Reputation: 183
I'm stuck. I have a pandas dataframe with j columns, each column containing 1000 values, each column represents a day. I have another array of individual values, each corresponding to expected values for each day.
I would like to find out how many values in each column are greater than the value of the previous day.
DF:
D1 D2 D3
5 6 9
10 2 1
3 9 2
Array:
(2, 4, 5)
for column D2, what proportion of values are greater than 2? for column D3, what proportion of values are greater than 4, for column D4 (not shown), what proportion of values are greater than D3, and so on...
in this case, it would by 66% (2/3) for D2, and then 33% (1/3) for D3.
Any help is appreciated. Thank you!
Upvotes: 1
Views: 814
Reputation: 75150
You can use:
arr = (2, 4, 5)
d = dict(zip(df.drop("D1",1).columns,arr))
pd.Series([df[k].gt(v).sum()/df.shape[0] for k,v in d.items()],index=d.keys())
D2 0.666667
D3 0.333333
dtype: float64
Upvotes: 2
Reputation: 4864
First, you shift the columns:
df1 = df[df.columns[1:]]
Then you shift the array:
ar1 = ar[:-1]
Then you subtract one from the other:
df2 = df1.apply(lambda x: x - ar1, axis=1)
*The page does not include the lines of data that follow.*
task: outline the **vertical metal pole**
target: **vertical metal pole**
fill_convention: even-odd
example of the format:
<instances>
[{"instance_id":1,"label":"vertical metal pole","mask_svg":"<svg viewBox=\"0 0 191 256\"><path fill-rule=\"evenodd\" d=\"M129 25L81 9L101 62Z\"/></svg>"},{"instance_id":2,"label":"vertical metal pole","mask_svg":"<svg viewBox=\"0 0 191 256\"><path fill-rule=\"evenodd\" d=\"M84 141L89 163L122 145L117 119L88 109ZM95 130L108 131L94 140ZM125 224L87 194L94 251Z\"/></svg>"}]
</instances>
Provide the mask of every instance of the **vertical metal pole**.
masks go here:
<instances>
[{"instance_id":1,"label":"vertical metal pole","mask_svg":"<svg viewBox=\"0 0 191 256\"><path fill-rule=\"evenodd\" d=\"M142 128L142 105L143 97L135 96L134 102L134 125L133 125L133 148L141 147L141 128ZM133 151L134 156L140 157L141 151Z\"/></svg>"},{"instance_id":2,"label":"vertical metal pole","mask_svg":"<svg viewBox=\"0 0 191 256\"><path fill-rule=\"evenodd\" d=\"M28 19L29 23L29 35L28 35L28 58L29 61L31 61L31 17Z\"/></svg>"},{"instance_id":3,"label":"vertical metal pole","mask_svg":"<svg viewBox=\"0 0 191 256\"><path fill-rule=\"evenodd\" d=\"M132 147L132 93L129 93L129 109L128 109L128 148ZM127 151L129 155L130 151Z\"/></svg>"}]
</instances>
Then you can count negative and positive entries to your heart's content:
Upvotes: 0
Reputation: 197
All you need to do is have a for loop go through each value and see if it larger than that number.
column_num = 2
more_than_expected = 0
values_total = 0
for val in df["D"+column_num]:
if val> arr[column_num-2]:
more_than_expected+=1
values_total+=1
print(more_than_expected/values_total)
Hope that helps
Upvotes: 0